In terms of economic structure, the Brazilian economy is dominated by agriculture and resource-based industries, exerting considerable pressure on the natural ecological environment. Despite the adoption of protective measures, agricultural expansion and illegal mining remain the main causes of deforestation and ecological degradation. China is different. With the increase in the proportion of the tertiary industry and the elimination of high-pollution and high-energy-consuming industries, the economic growth model is transforming towards a green and sustainable direction, providing a more solid economic foundation for policy implementation.

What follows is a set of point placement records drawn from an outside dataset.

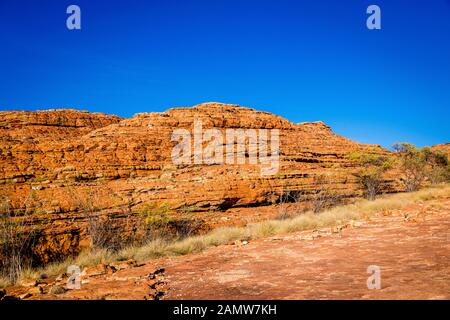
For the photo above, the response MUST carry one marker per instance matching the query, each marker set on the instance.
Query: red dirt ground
(411, 247)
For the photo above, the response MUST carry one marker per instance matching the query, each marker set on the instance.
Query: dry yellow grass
(360, 209)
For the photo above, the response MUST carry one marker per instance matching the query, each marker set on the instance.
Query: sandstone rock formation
(57, 163)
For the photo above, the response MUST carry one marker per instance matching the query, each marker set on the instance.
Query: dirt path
(411, 247)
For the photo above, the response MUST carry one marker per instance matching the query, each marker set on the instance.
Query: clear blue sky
(305, 60)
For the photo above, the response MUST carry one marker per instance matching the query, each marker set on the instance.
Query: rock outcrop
(57, 163)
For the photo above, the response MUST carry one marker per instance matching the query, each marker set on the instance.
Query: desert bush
(370, 175)
(418, 164)
(285, 198)
(186, 225)
(17, 237)
(103, 231)
(157, 219)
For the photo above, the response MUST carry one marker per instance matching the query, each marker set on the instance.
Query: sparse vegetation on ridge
(360, 209)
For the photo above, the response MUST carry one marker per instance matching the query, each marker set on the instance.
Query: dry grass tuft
(360, 209)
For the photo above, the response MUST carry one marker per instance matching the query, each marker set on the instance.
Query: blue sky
(305, 60)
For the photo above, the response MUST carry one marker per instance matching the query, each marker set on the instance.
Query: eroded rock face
(58, 163)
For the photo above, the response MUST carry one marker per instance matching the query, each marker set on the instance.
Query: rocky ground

China’s experience in ecological environment governance shows that policy intervention plays a key role in ecological environment governance. Under favorable economic conditions and strong policy enforcement, China has achieved a turning point in ecological environmental pressure in a short period through strong policy intervention (as mentioned in this article, the turning point in China was from 2016 to 2017). Brazil’s ZDD goal provides a new perspective for global ecological environment governance. Although Brazil has deficiencies in policy enforcement and coordination, its sustainable regional management and integrated departmental policies are worth learning from.

The limitations of this study also lie in the data coverage. For example, the lack of soil pollution data may lead to an underestimation of the pressure from agricultural non-point sources. In future research, the DPSIR model [76] can be integrated, incorporating global driving forces (international carbon neutrality cooperation initiatives) and health impact indicators. At the same time, machine learning can be utilized to predict the heterogeneity of regional inflection points.

5. Conclusions

Through the dynamic PSR model, this study reveals the dynamic evolution mechanism of the ecological environment pressure and the causes of the inflection point during China’s urbanization process from 2000 to 2022.

The main contributions include: proposing the concept of the “Policy-driven EKC”, which corrects the traditional theory’s excessive reliance on market spontaneity; providing a new methodology for long-term environmental assessment through the dynamic weighting (segmented calculation) of the PSR model; offering China’s experience of “breaking first and then establishing” for developing countries to balance economic growth and ecological protection, that is, quickly curbing pollution through institutional rigidity (such as environmental protection inspections), and then restoring the resilience of the ecosystem through ecological investment (such as artificial afforestation), and also providing the “Policy-driven EKC-China PSR Model” for reference. China’s experience shows that achieving the inflection point of the ecological environment requires the collaborative efforts of policies, technologies, and society, contributing the Eastern wisdom of “giving priority to institutional innovation” to global climate governance [77].